We put up with a lot to go fishing. It’s not enough to contend with inaccurate weather forecasts. Especially coming from a cyborg voice that makes Lady Gaga sound glib. Anglers deal with challenges every time they hit the water. Many originate with the animal kingdom.

Goliath grouper in the witness protection program are so thick on southern reefs it’s tough to land anything worth keeping. These Volkswagens with fins slurp down trophy filets like they’re popsicles on the 4th of July.

Same goes for Flipper. Tourons (tourist morons) have illegally fed dolphins so much that they follow boats from spot to spot like a pack of mangy dogs. Try releasing an undersized snapper and it gets the beach ball treatment before ending up as a taco.

I’ve had close encounters with sharks and once even came eyeball to eyeball with a big gator while wading a creek. My preference now is to fish INSIDE the boat, thank you very much. So I’ll put up with a lot fauna flack generally speaking, except for the buzzing, humming variety. Bugs still really bug me out.

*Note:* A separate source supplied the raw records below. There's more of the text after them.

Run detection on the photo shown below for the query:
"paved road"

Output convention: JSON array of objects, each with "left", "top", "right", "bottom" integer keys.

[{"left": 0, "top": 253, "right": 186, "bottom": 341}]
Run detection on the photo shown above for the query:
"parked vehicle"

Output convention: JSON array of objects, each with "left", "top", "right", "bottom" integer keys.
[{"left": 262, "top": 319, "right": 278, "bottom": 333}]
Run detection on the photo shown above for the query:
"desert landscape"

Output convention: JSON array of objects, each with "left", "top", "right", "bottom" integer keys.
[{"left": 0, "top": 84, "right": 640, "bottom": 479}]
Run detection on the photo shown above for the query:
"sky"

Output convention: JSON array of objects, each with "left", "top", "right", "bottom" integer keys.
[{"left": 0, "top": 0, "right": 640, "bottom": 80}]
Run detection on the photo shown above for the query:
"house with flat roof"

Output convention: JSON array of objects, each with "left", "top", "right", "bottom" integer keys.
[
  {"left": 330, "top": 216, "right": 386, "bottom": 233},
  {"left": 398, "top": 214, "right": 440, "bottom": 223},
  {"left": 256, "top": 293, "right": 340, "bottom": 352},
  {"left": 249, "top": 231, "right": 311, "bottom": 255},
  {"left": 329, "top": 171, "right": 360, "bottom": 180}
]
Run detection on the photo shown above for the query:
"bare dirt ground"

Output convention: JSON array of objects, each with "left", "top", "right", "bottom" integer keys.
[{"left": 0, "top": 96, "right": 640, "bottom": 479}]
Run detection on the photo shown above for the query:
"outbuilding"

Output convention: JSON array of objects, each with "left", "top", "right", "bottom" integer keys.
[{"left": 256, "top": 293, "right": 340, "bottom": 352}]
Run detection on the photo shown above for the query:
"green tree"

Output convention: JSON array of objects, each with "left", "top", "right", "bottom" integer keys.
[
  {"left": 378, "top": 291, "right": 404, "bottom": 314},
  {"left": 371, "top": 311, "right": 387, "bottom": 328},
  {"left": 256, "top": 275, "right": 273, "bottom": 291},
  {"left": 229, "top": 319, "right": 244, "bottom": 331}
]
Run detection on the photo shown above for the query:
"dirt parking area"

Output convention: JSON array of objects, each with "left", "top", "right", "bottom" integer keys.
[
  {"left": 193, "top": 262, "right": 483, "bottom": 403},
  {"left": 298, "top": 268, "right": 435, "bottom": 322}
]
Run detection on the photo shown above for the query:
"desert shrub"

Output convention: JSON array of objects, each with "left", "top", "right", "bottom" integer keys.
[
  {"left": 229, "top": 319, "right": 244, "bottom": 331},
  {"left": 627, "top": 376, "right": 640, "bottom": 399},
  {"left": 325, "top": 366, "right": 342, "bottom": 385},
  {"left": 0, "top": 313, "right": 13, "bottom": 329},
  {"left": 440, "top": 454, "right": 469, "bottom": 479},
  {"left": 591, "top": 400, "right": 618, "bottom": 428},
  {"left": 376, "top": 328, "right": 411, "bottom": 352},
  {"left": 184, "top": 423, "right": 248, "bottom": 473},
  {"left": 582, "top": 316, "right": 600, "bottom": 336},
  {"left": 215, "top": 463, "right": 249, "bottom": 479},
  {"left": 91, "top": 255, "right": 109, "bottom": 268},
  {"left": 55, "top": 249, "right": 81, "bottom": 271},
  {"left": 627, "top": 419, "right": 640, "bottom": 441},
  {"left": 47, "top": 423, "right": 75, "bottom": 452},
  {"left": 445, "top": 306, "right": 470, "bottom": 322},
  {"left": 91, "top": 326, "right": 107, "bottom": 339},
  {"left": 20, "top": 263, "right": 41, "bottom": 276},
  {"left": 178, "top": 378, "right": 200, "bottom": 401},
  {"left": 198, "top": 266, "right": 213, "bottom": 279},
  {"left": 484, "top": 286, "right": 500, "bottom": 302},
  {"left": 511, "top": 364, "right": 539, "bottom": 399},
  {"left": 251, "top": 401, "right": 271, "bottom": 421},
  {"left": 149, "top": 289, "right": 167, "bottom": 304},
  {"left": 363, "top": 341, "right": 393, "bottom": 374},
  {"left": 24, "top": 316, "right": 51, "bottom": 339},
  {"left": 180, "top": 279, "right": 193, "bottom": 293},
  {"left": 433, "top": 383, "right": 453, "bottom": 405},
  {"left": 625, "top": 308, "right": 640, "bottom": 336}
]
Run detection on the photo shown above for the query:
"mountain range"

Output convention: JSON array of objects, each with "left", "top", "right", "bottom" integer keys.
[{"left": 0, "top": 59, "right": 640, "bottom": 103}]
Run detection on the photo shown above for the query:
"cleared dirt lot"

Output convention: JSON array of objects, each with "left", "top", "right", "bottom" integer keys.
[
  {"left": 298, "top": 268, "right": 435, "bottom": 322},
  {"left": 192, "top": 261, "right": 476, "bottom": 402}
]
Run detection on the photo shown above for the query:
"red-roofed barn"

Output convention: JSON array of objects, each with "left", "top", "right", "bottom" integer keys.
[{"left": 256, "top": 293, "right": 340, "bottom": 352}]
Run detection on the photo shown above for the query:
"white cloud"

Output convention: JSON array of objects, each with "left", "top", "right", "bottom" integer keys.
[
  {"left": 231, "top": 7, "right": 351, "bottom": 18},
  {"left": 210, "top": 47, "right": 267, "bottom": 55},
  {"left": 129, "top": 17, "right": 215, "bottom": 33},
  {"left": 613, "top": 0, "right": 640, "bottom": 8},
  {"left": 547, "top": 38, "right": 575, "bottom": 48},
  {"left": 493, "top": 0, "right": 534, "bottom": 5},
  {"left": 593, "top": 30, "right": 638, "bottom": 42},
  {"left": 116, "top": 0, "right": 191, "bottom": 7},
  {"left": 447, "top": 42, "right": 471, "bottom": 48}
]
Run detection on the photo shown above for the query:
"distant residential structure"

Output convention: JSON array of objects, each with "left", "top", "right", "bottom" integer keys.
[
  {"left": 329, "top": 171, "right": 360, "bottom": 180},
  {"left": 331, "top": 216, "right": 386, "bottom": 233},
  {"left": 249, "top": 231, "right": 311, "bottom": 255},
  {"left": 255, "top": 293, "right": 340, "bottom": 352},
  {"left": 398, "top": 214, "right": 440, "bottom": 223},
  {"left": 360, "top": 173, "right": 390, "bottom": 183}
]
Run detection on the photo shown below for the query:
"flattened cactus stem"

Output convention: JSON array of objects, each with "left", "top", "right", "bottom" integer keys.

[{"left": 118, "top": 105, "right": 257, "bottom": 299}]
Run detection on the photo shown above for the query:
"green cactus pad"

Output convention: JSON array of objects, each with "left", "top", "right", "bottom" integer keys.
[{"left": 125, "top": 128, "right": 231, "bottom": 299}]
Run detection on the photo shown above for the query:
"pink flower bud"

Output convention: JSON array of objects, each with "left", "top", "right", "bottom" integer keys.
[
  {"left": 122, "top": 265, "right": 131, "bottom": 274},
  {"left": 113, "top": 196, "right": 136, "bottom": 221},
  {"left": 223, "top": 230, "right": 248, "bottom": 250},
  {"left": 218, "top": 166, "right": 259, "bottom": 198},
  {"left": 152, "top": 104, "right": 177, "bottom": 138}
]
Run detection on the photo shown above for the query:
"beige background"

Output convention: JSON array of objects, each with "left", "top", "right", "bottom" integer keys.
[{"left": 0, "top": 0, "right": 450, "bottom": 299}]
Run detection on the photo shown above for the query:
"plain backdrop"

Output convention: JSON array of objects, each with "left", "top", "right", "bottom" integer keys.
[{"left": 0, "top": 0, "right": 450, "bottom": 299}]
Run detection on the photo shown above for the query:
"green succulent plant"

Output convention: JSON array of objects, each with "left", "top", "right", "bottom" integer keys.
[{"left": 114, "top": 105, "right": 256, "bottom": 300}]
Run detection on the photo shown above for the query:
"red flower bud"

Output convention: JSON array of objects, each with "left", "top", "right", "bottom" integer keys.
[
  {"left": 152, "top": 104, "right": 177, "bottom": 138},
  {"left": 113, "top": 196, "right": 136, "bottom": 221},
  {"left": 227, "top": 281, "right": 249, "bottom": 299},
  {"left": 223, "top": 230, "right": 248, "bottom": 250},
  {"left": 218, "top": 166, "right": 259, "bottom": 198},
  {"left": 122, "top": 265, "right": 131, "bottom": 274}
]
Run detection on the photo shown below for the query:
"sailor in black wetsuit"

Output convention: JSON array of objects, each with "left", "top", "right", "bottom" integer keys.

Twice a year across the Sunshine State, we’re forced to watch an airborne stag film of sorts as “love bugs” take wing. Although these coupled insects don’t bite, engine exhaust acts as an aphrodisiac. Trucks and boats get peppered black on runs to and from the ramp. Even worse, the acid in their smashed little bodies eats away at paint.

Back when I was guiding, carpenter bees used to dive-bomb me all summer long out on the flats. I had heart palpitations while they salivated over the teak on my custom skiff. Ever try to simultaneously spot tarpon, give casting instructions, swat bees and stay atop on the poling platform in stiff sea breeze? It might be the next big act to debut on America’s Got Talent.

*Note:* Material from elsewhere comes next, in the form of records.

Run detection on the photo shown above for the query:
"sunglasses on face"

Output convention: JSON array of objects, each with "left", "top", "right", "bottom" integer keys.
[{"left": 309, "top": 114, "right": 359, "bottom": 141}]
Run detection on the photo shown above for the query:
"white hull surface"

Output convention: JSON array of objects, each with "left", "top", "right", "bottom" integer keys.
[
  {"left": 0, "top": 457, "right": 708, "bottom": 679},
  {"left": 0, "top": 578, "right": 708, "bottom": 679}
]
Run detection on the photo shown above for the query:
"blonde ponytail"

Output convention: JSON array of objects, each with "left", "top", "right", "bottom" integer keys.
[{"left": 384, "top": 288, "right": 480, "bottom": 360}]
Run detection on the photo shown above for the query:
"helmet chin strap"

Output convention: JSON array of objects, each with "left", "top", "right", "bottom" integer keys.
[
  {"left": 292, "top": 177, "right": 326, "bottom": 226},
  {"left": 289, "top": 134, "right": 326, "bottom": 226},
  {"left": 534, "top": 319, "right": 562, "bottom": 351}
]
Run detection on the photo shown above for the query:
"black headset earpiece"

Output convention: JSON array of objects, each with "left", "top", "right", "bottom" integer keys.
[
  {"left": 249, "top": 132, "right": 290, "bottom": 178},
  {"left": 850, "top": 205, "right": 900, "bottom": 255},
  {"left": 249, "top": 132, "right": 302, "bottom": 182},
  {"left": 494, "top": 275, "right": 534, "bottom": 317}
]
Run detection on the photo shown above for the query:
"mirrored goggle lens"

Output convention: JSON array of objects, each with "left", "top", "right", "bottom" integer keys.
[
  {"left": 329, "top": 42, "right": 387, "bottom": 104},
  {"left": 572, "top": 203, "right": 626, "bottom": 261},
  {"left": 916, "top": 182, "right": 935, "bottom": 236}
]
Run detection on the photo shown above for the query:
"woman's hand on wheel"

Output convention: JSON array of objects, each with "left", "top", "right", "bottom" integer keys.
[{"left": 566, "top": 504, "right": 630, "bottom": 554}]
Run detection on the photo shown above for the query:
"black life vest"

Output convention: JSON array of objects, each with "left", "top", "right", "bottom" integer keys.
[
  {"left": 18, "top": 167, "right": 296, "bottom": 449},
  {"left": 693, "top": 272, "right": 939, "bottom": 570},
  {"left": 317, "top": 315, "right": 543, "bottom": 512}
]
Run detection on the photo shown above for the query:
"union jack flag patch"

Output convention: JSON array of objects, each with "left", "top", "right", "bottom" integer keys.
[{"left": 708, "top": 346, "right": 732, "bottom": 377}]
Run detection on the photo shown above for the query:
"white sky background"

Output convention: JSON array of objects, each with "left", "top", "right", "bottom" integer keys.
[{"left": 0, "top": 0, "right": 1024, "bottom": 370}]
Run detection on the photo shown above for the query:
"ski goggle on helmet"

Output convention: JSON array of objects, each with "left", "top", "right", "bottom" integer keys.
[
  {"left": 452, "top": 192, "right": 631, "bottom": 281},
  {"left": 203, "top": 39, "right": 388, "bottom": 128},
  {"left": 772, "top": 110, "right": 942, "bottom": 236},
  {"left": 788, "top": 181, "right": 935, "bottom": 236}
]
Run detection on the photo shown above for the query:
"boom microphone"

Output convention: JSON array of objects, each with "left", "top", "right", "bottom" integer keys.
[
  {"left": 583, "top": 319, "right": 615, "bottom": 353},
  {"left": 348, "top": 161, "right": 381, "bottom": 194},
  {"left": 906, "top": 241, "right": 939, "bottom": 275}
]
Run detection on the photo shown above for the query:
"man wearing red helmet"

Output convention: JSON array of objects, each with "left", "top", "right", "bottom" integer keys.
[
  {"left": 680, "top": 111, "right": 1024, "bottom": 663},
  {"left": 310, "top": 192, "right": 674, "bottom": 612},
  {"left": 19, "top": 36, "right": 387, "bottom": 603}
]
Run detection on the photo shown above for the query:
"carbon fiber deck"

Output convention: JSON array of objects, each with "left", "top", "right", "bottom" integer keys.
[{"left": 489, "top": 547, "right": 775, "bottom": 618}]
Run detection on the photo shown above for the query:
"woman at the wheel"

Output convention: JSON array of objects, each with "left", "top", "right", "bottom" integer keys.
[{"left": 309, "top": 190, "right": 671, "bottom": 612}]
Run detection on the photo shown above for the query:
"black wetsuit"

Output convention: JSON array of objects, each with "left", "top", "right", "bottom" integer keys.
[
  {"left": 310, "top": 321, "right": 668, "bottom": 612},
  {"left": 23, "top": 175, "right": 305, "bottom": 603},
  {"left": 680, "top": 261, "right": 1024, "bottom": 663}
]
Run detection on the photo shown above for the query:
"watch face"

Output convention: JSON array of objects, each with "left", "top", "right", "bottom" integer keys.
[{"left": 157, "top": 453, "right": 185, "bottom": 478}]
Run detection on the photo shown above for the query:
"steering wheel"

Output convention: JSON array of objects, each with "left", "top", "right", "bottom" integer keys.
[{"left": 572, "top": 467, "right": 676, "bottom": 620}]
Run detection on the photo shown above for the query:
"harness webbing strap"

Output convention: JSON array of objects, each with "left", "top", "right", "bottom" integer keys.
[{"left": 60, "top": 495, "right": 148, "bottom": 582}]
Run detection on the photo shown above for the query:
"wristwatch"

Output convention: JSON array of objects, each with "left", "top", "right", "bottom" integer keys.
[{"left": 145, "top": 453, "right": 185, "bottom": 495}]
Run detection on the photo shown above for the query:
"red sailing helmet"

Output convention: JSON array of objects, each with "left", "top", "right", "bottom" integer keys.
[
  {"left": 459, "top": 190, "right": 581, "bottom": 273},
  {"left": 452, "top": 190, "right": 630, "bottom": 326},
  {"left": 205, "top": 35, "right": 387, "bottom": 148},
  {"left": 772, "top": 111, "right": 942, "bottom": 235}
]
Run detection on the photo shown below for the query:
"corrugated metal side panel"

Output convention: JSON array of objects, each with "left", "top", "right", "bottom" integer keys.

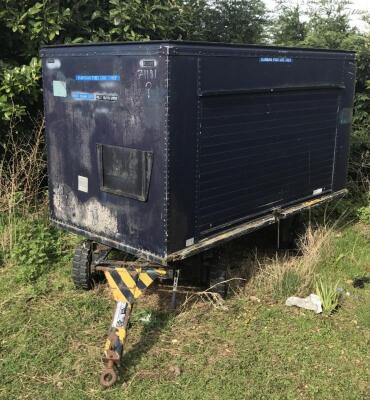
[{"left": 197, "top": 89, "right": 340, "bottom": 237}]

Mosquitoes can be pains in the butt, literally. Yellow flies extract chunks the size of Dothan whenever they bite. But the true scourge of the coastal zone is sand gnats, AKA no-see-ums, AKA teeth with wings. How can such a pip-squeak of a critter bite so hard? Bear traps don’t have that much torque.

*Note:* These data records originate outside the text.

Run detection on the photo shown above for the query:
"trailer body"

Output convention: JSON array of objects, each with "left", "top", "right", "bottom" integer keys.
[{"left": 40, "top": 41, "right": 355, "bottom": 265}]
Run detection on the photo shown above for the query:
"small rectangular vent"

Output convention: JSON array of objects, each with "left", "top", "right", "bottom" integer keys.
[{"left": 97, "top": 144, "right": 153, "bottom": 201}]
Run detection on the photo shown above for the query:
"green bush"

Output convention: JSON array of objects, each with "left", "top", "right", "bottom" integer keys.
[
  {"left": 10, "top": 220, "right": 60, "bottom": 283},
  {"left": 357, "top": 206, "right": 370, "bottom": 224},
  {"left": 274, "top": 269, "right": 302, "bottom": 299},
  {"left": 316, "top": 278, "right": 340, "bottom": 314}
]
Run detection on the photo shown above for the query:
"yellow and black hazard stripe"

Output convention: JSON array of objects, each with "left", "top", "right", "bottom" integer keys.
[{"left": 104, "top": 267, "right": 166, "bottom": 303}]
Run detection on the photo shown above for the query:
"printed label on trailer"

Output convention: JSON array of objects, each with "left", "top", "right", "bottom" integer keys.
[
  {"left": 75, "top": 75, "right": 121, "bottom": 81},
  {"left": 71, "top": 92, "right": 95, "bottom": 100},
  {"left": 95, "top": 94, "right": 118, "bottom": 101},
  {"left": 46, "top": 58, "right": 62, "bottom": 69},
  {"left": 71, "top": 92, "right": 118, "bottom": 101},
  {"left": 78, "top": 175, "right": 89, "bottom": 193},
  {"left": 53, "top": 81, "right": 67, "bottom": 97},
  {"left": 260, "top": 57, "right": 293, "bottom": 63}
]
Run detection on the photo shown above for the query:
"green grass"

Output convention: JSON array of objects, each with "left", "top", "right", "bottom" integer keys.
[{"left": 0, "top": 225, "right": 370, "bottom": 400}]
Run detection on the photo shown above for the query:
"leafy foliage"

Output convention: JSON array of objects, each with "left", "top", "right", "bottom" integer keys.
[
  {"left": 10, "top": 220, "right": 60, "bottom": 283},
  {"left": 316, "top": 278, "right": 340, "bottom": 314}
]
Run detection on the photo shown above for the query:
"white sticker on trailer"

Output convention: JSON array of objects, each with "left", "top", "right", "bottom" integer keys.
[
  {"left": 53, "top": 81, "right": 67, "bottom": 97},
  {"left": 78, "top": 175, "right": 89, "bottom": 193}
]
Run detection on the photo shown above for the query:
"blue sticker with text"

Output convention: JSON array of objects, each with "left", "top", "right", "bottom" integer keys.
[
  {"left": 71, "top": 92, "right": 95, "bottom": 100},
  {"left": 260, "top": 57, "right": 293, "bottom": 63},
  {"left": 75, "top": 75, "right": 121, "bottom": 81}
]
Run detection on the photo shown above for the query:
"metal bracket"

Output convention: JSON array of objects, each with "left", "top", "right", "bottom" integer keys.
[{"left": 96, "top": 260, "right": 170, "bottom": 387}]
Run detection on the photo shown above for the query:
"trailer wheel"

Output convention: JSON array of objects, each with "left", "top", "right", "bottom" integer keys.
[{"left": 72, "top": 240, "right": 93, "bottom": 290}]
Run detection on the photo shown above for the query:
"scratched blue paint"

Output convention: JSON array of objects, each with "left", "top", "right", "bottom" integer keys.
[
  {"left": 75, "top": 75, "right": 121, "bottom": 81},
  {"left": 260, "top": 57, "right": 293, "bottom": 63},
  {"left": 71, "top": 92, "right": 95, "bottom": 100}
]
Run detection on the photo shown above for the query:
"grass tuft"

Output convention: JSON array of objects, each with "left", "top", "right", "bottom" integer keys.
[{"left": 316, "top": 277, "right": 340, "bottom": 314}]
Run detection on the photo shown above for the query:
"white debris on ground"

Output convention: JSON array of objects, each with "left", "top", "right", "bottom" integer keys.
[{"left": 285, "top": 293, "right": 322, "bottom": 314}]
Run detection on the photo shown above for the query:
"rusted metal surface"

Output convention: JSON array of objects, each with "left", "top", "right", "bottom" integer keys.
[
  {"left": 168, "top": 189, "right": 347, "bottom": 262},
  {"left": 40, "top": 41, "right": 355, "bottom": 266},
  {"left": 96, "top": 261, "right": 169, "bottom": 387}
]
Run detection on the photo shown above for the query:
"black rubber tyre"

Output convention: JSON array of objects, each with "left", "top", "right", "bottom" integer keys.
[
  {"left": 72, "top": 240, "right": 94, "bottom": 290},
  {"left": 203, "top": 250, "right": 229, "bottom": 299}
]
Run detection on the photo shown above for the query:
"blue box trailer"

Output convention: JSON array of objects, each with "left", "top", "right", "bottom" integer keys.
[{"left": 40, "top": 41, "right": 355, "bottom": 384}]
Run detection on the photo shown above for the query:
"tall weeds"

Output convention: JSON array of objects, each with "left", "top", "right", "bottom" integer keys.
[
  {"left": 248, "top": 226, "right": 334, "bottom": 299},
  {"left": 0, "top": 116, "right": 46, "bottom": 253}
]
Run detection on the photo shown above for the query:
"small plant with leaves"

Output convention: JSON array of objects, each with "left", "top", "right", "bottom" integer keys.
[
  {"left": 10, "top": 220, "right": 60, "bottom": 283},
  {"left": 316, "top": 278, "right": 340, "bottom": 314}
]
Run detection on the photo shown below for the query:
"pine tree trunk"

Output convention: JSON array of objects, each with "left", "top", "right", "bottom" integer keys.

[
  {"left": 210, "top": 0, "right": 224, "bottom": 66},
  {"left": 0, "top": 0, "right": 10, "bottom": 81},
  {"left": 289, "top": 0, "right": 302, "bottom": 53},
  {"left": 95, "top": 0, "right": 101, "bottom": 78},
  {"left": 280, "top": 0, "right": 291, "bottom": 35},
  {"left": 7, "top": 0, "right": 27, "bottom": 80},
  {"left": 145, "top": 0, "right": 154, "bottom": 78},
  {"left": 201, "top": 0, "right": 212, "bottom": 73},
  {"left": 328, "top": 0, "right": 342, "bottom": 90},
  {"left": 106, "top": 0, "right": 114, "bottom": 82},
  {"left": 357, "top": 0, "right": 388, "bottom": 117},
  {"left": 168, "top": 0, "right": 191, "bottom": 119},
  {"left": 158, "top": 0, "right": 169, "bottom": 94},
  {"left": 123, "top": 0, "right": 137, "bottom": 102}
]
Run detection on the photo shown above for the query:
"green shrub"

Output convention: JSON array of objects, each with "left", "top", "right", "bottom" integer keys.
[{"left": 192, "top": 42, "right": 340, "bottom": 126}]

The mild winter has triggered a hatch in plague-like proportions. It could be another sign of the Apocalypse. Whatever the reason, no-see-ums are out with a vengeance this year. Clouds of the little buggers fly around like Predator drones, searching for anything to zap. They carried a small child off the fuel dock the other day. We couldn’t do anything but swat and take cover. A couple days later I nearly lopped my ear off with a filet knife when they swooped down in attack formation at the cleaning table.

In desperation I’ve ordered a 55-gallon drum of Skin So Soft. No-see-ums apparently drown in that slick, greasy stuff. Or maybe it’s the fragrance that they find repulsive. Either way it’s worth a try. Right now my concoction of fish slime, Gulp! juice, stale beer, SPF 40 sunscreen and funky boat shoes just isn’t working.